World Voices was a vocal ensemble based in Minneapolis/Saint Paul, conducted by Dr. Karle Erickson, Artistic Director.  The ensemble was founded in 1996 as "Karle Erickson’s Metropolitan Chorale", but changed its name to World Voices within one season.  It performed until its dissolution in 2008.  At each of its concerts, World Voices focused on the music of a particular culture or region of the world.  Membership in the chorale has ranged from about 25 to 40 vocalists over its 13 years of existence.

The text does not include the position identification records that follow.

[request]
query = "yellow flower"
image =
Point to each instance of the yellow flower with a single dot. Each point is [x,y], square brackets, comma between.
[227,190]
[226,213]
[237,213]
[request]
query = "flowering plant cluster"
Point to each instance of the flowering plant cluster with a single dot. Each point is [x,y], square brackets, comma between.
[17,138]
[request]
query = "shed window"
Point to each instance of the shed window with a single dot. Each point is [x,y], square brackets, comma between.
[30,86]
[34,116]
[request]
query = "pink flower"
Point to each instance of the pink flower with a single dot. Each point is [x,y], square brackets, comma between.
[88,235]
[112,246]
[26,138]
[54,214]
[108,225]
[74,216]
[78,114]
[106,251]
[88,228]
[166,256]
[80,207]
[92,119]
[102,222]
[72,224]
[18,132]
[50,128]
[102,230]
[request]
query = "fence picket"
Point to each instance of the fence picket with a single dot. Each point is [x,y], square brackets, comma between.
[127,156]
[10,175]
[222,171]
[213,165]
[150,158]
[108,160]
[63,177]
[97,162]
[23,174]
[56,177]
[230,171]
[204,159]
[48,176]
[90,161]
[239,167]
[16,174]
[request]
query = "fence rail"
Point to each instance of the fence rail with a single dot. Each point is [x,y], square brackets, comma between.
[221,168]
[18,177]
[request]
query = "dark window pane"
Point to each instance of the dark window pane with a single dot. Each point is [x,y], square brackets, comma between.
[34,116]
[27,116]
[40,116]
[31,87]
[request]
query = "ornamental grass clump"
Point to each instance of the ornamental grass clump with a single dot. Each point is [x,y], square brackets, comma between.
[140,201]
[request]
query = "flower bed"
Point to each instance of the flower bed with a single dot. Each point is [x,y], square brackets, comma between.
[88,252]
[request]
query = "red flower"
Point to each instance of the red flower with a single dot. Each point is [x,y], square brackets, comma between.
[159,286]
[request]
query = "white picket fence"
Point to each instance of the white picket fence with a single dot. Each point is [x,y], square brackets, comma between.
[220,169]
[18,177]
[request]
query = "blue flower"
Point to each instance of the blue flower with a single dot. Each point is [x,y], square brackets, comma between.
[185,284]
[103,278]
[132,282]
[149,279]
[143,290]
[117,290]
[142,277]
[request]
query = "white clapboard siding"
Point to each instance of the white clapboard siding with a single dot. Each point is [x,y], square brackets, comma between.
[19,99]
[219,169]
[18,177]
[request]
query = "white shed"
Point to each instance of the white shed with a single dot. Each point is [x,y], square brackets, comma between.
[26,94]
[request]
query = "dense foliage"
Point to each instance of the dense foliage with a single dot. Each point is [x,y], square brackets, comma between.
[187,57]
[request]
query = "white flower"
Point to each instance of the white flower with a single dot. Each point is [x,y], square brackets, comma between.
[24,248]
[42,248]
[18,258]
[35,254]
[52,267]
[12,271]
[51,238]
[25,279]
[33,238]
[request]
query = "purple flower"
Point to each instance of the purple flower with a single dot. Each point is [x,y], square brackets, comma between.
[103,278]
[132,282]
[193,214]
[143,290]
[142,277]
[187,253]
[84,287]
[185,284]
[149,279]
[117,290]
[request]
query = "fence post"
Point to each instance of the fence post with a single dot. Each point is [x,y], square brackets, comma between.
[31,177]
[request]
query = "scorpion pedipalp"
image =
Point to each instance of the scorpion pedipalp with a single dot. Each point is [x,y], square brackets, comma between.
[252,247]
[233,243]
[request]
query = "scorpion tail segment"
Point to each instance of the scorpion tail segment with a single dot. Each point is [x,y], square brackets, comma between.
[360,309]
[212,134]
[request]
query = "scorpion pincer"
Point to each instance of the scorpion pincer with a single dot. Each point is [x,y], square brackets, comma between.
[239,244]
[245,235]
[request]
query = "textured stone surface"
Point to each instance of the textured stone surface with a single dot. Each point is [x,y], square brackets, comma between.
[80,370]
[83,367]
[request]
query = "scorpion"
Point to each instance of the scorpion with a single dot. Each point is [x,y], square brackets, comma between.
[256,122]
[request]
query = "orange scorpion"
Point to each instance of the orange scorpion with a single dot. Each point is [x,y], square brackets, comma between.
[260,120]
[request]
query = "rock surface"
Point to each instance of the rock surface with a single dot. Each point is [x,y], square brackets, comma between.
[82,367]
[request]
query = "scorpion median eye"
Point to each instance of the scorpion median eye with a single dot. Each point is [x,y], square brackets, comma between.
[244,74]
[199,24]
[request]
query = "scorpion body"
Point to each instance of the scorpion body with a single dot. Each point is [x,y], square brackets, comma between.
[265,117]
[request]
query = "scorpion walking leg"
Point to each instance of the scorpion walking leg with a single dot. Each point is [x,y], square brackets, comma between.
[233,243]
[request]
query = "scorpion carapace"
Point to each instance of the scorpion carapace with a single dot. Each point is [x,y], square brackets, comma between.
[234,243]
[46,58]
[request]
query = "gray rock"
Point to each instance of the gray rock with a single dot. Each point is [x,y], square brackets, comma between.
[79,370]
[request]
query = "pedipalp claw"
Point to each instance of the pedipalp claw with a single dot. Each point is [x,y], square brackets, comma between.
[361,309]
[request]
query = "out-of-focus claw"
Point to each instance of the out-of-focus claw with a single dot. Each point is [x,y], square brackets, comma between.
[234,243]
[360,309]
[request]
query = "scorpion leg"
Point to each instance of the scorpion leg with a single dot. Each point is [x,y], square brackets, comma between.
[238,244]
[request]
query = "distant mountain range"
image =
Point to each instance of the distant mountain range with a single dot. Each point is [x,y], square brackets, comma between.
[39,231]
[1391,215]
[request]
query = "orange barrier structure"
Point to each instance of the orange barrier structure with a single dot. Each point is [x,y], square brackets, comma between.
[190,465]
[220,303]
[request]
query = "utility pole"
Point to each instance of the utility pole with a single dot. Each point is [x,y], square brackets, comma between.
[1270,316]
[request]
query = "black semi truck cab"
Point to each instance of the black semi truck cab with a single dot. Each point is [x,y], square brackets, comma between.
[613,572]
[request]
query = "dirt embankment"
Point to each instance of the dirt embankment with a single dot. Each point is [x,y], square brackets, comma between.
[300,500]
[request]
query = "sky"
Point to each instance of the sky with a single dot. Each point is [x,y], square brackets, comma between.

The ensemble routinely collaborates with instrumentalists associated with the music from a specific culture. Among the artists World Voices has collaborated with are:

 Sowah Mensah, Master Drummer from Ghana
 Gao Hong, Chinese pipa artist
 Brent Michael Davids, composer and crystal flute player from the Mohican Nation
 Reverend Tony Machado from Puerto Rico
 Neil Newman, Cantor at Beth El Synagogue in Minneapolis
 Hua Chen, erhu player
 Lakota George Estes, flute player/maker from the Lakota Sioux Tribe
 Nicolas Carter, Paraguayan harpist
 Zeljko Pavlovic, violinist from Sarajevo
 The University of Minnesota Steel Drum Ensemble

World Voices commissioned several original works, including “Wo Ayi Me A Ma” by Sowah Mensah in March 2001, “Of This Turtle Isle” by Brent Michael Davids in 2002, “Si Ji” by Chinese composer Zhou Long in March 2005, and "Medicine Woman" by Janika Vandervelde in 2006 with Cochise Anderson playing Native American flutes and percussion.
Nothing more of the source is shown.